一時は、社内恋愛で浮かれていた時期もありました。
その時は、そのままお付き合いをして、いずれ結婚するものだと思っていました。
そんな将来を夢見ていたころは、つまらない会社もそれほど苦痛にならず過ごせていました。
でも、そんな楽しい時は長く続きませんでした。
同じフロアにいた男性に振られてからは、ますます居心地が悪くなり、もう辞めたくて辞めたくてたまりませんでした。
また、つまらない毎日に逆戻りです。
おまけに、5年も働いているのに自分の部署で取り扱っている業務のことなんて、ほとんどわかりませんでした。
私の仕事は、主に勤怠管理と出張旅費の精算でした。
仕事の電話で伝言を頼まれても、相手が発する専門用語を、どんな漢字で書くのか、それともカタカナで書くべき単語なのか、それさえもわかりませんでした。
5年も勤務していたのにです。
本当に情けなくなり、そこに居続ける意味を感じられなくなりました。
今思い出しても、あの頃の私は、抜け殻そのものでした。
好きな仕事に携わりたい!旅行会社に転職を決めた
入社して5年。会社を辞めたいと常々思っていた私でした。
でも、辞めてどうすればいいのか、何かやりたいことはあるのか、自問自答の繰り返しでした。

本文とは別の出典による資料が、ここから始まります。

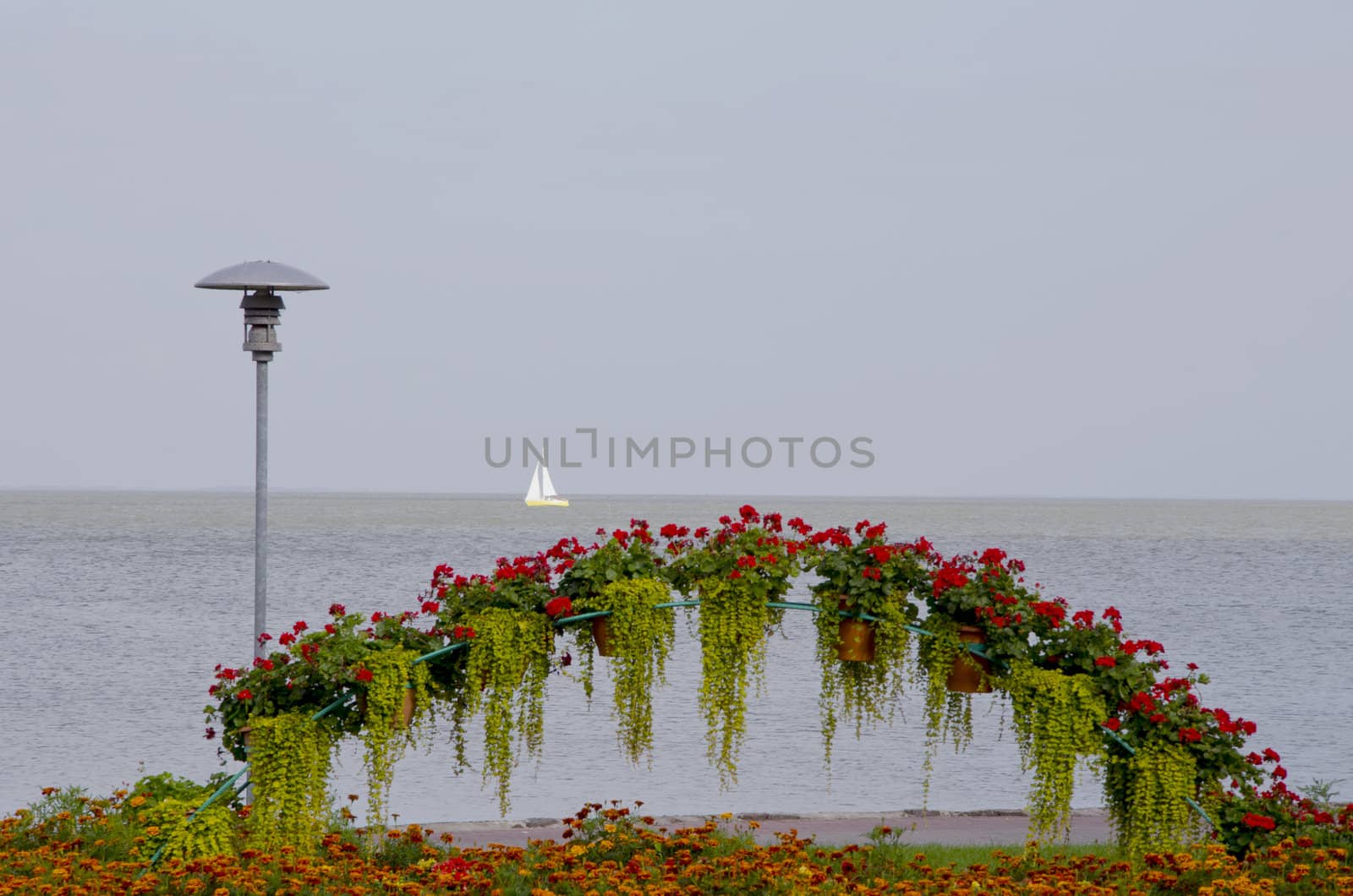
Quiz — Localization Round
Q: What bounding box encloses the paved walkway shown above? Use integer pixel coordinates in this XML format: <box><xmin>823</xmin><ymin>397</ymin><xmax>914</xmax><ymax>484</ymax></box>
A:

そんなとき、ふと思いついたのが唯一の楽しみである、旅行でした。
私は、つまらない会社生活のストレスを発散するかのように、少しお金がたまるとすぐに旅行に出かけていました。
国内の温泉はもちろん、海外旅行にもたびたび出かけていました。
「大好きな旅行に携われたらどんなにいいだろう。」と思うようになりました。
そんなとき、勤務していた大手メーカーの系列旅行会社が、人をさがしていることを知りました。
たまたまその会社に友達が勤務していたため、情報が耳に入ってきたのです。
男性社員の出張の切符の手配で、何度も利用していた会社でした。
そんな安心感もあり、ここで働けないかと真剣に考えるようになりました。
そして、友達を通して口利きをしてもらいました。
旅行会社の方としても、全く面識のない人物を雇うよりも、顔見知りの人物を雇う方が安心だったのでしょう。
転職話は、とんとん拍子に進んでいきました。
まずは、電気メーカーに退職の意向を伝えるところから行動を起こしました。
勤怠管理や出張旅費の精算なんて、代わりがいくらでも見つかります。
すぐに退職の意向は受け入れられました。
まあ、もちろん送別会なども開いていただき、つまらない会社でしたがそれなりに仲良くしていた同僚もいましたので、そんな仲間は引き留めるようなことも言ってくれました。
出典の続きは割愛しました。